I handed the card to her, saying, “I can’t believe Jason and Elizabeth (not their real names), let this go out like this.”
She looked at the card and handed it back to me. “I noticed that too,” she said, “ but Jason and Elizabeth have had so much going on in their lives this past year, I’m surprised they had time to send out cards at all. I mean, it’s only an apostrophe.”
I looked at the card again and there it was, staring me right in the face, ‘Seasons Greetings’, sans apostrophe. Didn’t Jason and Elizabeth know that right there between the ‘n’ and the ‘s’ there was a very important piece of punctuation missing?
“You know,” continued my wife, “this isn’t one of your technical books, it’s just a card. I know that you like to edit restaurant menus when we’re out, but really… you should just be happy they remembered us.”
I conceded that she was right. I was going over the top with my red pen.
Of course, our friends could have avoided the ‘Season’s Greetings’ apostrophe trap by using the apostrophe-less greeting, ‘Merry Christmas’, or the more politically correct greeting, ‘Happy Holidays’. But, perhaps it’s all not that important in the end. Maybe this is the time of year to let the small things pass. Maybe we need to quit nickel-and-diming one another. Forget the apostrophes and semi-colons in our lives (especially the semi-colons). Time to put the red editing pen away and pour a cup of eggnog. Call up that old cuss of an uncle to tell him that you forgive him for refusing to pay for the prop he busted on your outboard back in 1986. Time to turn it down a notch or two…drink a little, but not too much…eat some sweets, but not too many…turn off the television set for a few hours…put the away message up on Lotus Notes. Enjoy the season, it will be over before you know it and we’ll all be freewheeling into 2016, Campaign 2016…hang onto your hat, what a year it’s gonna be…
Thanks to all who have taken time out of their busy schedules to read EEOTPB this past year. I appreciate your support and your (usually) kind (but always welcome) comments. I look forward to reading more of your work in the upcoming year, and I hope you will continue to stop by here as time allows.
I wish the best of health and happiness to all.
Peace to you William
I just sent a message to a computer dater that “a walk on the breach” sounded very painful.
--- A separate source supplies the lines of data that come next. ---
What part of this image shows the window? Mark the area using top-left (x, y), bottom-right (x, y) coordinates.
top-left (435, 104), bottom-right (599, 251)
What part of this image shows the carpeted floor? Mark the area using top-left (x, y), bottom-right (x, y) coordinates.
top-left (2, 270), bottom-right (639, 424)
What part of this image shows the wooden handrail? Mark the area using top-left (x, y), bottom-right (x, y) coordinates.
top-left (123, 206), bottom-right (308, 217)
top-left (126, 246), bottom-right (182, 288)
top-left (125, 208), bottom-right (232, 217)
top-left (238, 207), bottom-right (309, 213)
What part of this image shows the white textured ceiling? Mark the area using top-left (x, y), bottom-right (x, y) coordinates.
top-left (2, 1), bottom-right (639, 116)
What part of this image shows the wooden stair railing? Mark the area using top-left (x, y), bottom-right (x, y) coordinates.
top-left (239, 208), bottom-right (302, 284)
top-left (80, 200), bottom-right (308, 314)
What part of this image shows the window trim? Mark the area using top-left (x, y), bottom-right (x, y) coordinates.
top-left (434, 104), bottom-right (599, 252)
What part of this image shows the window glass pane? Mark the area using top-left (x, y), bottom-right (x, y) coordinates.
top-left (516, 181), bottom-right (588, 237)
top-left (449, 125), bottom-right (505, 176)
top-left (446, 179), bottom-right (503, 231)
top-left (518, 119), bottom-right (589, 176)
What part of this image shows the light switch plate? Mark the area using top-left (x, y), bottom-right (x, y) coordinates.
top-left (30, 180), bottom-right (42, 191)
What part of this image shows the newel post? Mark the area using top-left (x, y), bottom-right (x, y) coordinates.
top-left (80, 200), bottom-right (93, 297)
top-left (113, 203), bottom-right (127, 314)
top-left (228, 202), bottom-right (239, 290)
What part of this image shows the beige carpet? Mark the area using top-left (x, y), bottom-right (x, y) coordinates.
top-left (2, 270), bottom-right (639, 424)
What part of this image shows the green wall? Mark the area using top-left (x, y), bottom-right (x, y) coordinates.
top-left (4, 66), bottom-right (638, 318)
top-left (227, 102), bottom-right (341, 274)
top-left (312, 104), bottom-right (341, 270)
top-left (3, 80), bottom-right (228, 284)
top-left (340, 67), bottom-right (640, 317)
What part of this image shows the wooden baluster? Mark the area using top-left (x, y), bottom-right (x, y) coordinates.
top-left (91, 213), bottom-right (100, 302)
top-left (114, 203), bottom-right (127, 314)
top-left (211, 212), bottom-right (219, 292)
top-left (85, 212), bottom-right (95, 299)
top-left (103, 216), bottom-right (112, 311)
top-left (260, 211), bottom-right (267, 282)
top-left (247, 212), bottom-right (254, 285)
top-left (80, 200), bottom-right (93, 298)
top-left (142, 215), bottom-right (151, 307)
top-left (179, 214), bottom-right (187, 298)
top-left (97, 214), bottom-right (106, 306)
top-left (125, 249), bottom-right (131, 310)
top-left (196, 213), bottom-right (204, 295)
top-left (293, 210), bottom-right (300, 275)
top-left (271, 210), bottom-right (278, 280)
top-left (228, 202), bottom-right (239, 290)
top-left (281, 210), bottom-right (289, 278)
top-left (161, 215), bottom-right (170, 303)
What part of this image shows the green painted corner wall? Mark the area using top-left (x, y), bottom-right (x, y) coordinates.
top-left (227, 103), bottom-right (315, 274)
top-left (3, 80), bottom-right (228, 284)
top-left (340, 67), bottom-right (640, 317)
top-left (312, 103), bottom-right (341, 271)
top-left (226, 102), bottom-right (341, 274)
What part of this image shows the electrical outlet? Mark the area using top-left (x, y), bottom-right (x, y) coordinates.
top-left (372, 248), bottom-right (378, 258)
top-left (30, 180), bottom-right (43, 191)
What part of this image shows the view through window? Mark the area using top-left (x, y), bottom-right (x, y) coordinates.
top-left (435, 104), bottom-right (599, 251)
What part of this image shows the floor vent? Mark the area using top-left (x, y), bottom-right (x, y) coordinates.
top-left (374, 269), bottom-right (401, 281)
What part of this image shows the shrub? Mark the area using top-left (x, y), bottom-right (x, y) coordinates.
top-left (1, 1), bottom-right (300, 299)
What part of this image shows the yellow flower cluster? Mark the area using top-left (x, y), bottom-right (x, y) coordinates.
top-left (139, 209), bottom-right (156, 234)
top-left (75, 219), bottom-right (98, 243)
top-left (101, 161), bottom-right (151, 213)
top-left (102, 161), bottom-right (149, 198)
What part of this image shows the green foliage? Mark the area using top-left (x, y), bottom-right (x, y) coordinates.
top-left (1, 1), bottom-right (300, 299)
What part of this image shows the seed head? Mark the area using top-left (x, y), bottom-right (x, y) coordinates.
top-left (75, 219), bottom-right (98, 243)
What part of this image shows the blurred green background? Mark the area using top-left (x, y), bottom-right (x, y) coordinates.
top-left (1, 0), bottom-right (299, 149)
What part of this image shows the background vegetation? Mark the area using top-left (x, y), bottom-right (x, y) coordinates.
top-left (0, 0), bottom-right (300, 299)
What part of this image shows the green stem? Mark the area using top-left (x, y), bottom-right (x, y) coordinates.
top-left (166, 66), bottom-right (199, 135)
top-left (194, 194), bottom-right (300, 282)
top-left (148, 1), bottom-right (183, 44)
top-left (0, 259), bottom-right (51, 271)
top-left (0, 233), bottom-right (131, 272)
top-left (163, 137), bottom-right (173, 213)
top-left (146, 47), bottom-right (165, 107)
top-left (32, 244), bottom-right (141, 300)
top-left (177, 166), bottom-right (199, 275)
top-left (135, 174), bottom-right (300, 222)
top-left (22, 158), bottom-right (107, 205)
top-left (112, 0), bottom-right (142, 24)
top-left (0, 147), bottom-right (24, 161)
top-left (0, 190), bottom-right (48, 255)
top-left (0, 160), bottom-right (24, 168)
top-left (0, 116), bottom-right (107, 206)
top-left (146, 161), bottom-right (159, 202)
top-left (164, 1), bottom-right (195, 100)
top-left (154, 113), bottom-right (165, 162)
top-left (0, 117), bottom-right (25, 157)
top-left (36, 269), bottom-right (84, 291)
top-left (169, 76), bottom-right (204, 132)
I am not careful enough to call myself a grammar police, but I do think we need guidance from the well written. Thanks for all the amusing stories this year! Keep the antidotes coming (sp?) Ellen
Thank you, Ellen. I appreciate your comments, and I look forward to reading more of your work in the upcoming year. I am not really a grammar cop either. Recently, I commented on a blog post. I read my comment at least three times. I was certain it was perfect so I hit ‘Post’. Sure enough, there was a glaring typo staring me right in the face! Old eyes and clumsy fingers I guess.